Python API reference

All described objects can be imported from the zappend.api module.

Function `zappend()`

`zappend.api.zappend(slices, config=None, **kwargs)`

Robustly create or update a Zarr dataset from dataset slices.

The zappend function concatenates the dataset slices from given slices along a given append dimension, e.g., "time" (the default) for geospatial satellite observations. Each append step is atomic, that is, the append operation is a transaction that can be rolled back, in case the append operation fails. This ensures integrity of the target data cube target_dir given in config or kwargs.

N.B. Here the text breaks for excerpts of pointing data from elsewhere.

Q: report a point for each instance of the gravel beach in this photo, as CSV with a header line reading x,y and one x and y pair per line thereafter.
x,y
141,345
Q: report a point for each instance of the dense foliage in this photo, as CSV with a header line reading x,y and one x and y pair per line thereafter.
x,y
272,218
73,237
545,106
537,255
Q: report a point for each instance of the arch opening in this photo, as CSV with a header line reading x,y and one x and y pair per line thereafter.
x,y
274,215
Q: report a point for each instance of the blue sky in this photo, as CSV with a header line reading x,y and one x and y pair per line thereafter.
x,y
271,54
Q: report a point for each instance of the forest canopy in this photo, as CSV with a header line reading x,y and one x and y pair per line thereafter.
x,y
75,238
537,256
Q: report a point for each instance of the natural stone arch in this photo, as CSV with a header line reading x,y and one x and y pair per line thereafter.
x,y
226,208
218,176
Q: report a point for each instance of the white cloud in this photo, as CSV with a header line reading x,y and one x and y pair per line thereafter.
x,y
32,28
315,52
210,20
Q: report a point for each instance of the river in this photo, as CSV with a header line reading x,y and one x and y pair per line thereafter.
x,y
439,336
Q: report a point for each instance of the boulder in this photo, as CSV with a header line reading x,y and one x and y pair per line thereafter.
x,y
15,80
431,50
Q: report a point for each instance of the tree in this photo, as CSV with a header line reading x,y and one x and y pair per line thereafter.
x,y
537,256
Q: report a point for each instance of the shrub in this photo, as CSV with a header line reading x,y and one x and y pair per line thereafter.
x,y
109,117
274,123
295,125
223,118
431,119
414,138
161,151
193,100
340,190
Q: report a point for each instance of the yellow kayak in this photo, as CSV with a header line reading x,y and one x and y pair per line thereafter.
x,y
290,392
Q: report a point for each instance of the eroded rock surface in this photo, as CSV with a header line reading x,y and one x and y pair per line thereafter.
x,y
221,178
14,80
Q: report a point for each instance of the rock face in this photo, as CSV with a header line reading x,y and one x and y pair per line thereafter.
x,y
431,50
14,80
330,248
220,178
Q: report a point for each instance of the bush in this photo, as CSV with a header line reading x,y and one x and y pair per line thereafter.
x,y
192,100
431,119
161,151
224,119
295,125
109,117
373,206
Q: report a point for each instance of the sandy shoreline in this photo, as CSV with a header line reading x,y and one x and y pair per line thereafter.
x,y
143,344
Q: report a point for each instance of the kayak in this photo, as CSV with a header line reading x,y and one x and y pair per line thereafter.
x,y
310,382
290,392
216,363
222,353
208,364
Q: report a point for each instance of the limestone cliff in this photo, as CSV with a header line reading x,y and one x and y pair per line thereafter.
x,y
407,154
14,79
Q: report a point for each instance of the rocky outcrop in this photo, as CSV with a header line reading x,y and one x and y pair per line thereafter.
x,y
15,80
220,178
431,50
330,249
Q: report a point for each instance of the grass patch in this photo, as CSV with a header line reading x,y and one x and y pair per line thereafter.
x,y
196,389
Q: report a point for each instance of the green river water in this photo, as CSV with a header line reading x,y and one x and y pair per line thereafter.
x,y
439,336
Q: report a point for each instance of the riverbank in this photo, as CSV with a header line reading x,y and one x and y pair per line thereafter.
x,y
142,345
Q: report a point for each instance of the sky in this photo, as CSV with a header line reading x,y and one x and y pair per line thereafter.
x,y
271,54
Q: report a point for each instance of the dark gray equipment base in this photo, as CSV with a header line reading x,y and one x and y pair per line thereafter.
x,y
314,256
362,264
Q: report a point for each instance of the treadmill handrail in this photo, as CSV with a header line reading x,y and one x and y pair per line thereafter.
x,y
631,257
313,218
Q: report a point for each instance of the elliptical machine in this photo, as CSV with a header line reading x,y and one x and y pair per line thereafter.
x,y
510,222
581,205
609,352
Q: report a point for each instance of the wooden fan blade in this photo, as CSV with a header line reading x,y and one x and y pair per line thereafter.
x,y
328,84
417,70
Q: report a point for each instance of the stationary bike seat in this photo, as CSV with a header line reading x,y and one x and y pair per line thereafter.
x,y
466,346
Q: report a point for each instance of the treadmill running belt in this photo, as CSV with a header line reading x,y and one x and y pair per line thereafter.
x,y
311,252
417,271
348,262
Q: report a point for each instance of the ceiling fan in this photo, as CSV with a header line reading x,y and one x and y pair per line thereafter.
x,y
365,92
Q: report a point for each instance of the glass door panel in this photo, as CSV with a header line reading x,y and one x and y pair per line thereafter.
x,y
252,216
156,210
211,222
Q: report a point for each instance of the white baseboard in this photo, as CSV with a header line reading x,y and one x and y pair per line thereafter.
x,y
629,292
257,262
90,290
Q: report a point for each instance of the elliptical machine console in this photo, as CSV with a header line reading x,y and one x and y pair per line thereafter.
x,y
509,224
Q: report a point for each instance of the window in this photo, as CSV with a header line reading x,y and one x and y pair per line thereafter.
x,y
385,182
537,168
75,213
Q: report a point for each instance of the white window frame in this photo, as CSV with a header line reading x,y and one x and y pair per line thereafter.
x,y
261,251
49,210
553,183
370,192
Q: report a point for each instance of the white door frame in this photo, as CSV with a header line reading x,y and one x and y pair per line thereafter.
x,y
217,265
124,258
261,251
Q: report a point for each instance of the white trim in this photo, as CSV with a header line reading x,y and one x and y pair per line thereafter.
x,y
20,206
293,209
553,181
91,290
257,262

Each slice item in slices provides a slice dataset to be appended. The interpretation of a given slice item depends on whether a slice source is configured or not (setting slice_source).

If no slice source is configured, a slice item must be an object of type str, FileObj, xarray.Dataset, or SliceSource. If str or FileObj are used, they are interpreted as local dataset path or dataset URI. If a URI is used, protocol-specific parameters apply, given by the configuration parameter slice_storage_options.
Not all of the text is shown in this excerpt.